A remarkable aspect of Sánchez-Lavega and colleagues' report1 is the increasing part now being played by amateur astronomers in planetary observation campaigns. The almost continuous observational coverage by amateurs around the globe allowed the growth and motion of individual large-scale storm clouds to be followed for up to 45 days, while the Hubble telescope performed occasional tracking of fine-scale features for about 10 hours at a time. In recent years, inexpensive digital cameras and access to sophisticated image-processing techniques that correct for the blurring caused by Earth's atmosphere have enabled advanced amateurs with modest-sized telescopes to image planets with resolutions high enough to resolve many atmospheric phenomena (Fig. 1). This coverage from around the world nicely complements the more powerful, but less flexible capabilities of the large ground- and space-based telescopes. Undoubtedly, as the planetary physicians continue to probe deeper under the skin of their subjects, the dedicated amateur medic will be on hand to supply some of the diagnostic tools.

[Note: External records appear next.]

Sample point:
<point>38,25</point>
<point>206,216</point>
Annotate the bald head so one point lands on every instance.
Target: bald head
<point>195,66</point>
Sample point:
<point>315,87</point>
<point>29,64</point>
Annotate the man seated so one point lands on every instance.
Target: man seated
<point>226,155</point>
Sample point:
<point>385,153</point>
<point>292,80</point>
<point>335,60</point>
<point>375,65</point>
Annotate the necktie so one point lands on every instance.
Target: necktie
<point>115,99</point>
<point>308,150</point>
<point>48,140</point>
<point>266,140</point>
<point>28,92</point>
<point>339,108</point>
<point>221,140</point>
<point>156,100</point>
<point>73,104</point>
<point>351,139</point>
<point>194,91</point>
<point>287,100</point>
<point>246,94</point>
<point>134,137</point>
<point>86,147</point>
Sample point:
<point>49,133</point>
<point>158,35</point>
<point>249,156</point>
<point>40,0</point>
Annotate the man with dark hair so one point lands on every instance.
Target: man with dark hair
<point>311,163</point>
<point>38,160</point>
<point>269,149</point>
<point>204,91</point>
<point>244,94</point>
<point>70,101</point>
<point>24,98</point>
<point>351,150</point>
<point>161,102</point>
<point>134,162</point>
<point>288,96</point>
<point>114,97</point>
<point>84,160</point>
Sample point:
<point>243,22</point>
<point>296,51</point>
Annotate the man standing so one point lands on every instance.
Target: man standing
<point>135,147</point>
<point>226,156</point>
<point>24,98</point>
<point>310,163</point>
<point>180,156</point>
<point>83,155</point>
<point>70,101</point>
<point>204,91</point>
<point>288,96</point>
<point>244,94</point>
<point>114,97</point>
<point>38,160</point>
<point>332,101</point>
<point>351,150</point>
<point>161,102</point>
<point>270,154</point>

Figure 1: Storm on camera.
figure 1

An image of Jupiter, obtained on 17 May 2007 from the island of Cebu in the Philippines by an amateur astronomer, shows the planet at the height of its global upheaval of that year. The box indicates the region of the 23° N jet, with the dark grey patches inside it representing the remnants of the disturbance triggered by the storms studied by Sánchez-Lavega and colleagues1. The bright spot indicated by the arrow is the onset of yet another storm. The frequency and flexibility of amateur observations, coupled with the ability to achieve spatial resolutions high enough to resolve many major atmospheric features, has made them an integral part of Jupiter observation campaigns. (Image courtesy of C. Go1,13.)